The short answer is "because it doesn't depend on it." :-) Even though
you are working with equations, you are still working with Python
objects. The equations you are typing use the values present at the
time of creation to "fill in" values, just like regular python
definitions. They are not altered by changes made afterwards. Consider
the following:
>>> a = Symbol('a') # create an object with name 'a' for variable a to point to
>>> b = a + 1; b # create another object that refers to what 'a' refers to
a + 1
>>> a = 4; a # a now points to the literal integer 4, not Symbol('a')
4
>>> b # but b is still pointing at Symbol('a')
a + 1
Changing quantity a does not change b; you are not working with a set
of simultaneous equations. It might be helpful to remember that the
string that gets printed when you print a variable refering to a sympy
object is the string that was give to it when it was created; that
string does not have to be the same as the variable that you assign it
to:
>>> r, t, d = symbols('rate time short_life')
>>> d = r*t; d
rate*time
>>> r=80; t=2; d # we haven't changed d, only r and t
rate*time
>>> d=r*t; d # now d is using the current values of r and t
160
Maybe this is not what you're looking for (as it was already explained by others), but this is my solution to substitute several values at once.

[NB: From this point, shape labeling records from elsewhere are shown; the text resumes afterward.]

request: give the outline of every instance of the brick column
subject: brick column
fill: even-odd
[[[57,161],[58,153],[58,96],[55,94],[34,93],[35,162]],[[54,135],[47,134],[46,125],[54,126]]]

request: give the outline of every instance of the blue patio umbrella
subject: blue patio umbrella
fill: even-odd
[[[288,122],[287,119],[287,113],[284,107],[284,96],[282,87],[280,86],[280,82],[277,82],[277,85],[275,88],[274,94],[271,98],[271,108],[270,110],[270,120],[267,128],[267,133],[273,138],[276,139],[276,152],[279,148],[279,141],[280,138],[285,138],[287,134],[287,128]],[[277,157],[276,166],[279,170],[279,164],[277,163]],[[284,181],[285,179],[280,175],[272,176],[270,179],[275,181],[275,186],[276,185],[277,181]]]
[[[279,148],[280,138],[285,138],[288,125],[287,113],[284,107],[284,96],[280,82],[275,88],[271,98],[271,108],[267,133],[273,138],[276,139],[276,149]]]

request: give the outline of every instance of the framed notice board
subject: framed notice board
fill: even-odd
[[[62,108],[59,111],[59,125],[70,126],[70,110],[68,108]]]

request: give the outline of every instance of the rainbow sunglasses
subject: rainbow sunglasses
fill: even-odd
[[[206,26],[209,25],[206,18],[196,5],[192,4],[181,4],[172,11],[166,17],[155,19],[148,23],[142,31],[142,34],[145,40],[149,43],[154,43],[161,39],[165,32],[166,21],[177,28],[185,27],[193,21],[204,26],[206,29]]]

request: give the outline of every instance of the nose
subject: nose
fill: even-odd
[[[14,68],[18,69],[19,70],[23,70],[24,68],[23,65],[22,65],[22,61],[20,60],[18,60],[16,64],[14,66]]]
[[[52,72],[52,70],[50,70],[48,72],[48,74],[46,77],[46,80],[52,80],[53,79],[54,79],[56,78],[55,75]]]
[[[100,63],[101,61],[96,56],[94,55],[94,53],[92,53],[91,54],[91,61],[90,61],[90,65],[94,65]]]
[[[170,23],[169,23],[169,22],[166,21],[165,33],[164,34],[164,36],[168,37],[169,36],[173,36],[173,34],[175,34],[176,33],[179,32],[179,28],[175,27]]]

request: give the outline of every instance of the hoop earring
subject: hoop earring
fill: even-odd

def GlobalSubs(exprNames, varNames, values=[]):
if ( len(values) == 0 ): # Get the values from the
for varName in varNames: # variables when not defined
values.append( eval(varName) ) # as argument.
# End for.
# End if.
for exprName in exprNames: # Create a temp copy
expr = eval(exprName) # of each expression
for i in range(len(varNames)): # and substitute
expr = expr.subs(varNames[i], values[i]) # each variable.
# End for.
yield expr # Return each expression.
# End for.
It works even for matrices!
>>> x, y, h, k = symbols('x, y, h, k')
>>> A = Matrix([[ x, -h],
... [ h, x]])
>>> B = Matrix([[ y, k],
... [-k, y]])
>>> x = 2; y = 4; h = 1; k = 3
>>> A, B = GlobalSubs(['A', 'B'], ['x', 'h', 'y', 'k'])
>>> A
Matrix([
[2, -1],
[1, 2]])
>>> B
Matrix([
[ 4, 3],
[-3, 4]])
But don't try to make a module with this. It won't work. This will only work when the expressions, the variables and the function are defined into the same file, so everything is global for the function and it can access them.